Here is the latest nomination in our series highlighting people David Cameron should consider appointing to the House of Lords, since any Conservative administration formed after the general election would be able to call upon the support of the lowest number of Conservative peers in history.
If you would like to nominate someone, please email Jonathan Isaby with your suggestion, including key arguments for the nomination as well as biographical information. The sources of nominations will be treated confidentially where requested.
No. 54: Roger Scruton
Jeremy Havard writes:
"Roger Scruton has long given a powerful voice to Conservative (also with a small ‘c’) philosophy and is probably the finest contemporary British philosopher.
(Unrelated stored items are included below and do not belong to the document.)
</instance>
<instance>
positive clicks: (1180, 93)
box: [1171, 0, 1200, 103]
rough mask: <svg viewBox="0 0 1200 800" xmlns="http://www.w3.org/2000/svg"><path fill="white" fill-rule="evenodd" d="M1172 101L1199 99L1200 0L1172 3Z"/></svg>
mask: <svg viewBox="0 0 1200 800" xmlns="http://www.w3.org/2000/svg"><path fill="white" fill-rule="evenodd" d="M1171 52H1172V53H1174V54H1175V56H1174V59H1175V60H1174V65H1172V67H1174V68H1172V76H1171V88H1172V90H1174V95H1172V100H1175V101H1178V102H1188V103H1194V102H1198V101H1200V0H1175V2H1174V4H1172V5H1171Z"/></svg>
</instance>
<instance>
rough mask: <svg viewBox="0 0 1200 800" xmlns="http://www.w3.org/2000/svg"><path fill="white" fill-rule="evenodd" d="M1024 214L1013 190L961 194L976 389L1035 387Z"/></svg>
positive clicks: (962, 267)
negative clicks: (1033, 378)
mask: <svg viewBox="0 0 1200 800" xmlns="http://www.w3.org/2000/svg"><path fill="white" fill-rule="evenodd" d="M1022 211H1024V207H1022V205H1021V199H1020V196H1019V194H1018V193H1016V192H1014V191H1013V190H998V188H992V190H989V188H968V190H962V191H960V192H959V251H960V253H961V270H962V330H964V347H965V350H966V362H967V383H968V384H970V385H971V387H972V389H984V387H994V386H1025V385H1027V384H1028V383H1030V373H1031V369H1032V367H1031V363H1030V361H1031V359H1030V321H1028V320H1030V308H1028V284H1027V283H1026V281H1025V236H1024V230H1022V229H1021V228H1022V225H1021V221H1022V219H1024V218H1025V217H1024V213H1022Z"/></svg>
He is a superb thinker and is most articulate on many matters which the next government will need to address, some with urgency.
"Among these, he provides an authentic voice for the countryside (without being from the ‘landed’ classes) and the Arts (he has written two operas which have been performed in public); he has written widely on matters of immigration and integration in terms which add substance to the quality of a long-overdue debate; on radical Islamism (his book ‘The West and the Rest’ was written in the immediate aftermath of 9/11 and shows an incisive perception of the issue); on the need to defend the nation state and its culture; and he is most articulate on democratic Conservatism being the right system for the people, as opposed to socialism, arguing powerfully and persuasively against the transfer of power from local communities to the State – something about which David Cameron could use some advice.
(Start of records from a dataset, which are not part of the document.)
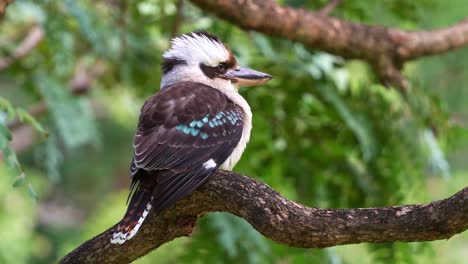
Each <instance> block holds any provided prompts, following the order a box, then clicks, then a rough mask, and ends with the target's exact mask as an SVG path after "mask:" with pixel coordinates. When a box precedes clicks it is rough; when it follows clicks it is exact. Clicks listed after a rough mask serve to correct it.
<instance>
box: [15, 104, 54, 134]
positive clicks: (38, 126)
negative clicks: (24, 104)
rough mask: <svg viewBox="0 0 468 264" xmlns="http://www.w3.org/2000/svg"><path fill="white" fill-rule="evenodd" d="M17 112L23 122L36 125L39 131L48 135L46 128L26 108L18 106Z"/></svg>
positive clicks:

"He has long been politically active, having helped dissidents in Czechoslovakia since 1979, as well as Hungary and Poland until the fall of Communism in 1989. He was a founding editor of the ‘Salisbury Review’ and is currently on its editorial board, along with those of ‘The British Journal of Aesthetics’ and opendemocracy.net. He is a trustee of the Educational Research Trust and is also a qualified Barrister.
"In conclusion, he has much to contribute and considerable intellectual firepower and oratory to bring to bear on the issues of today."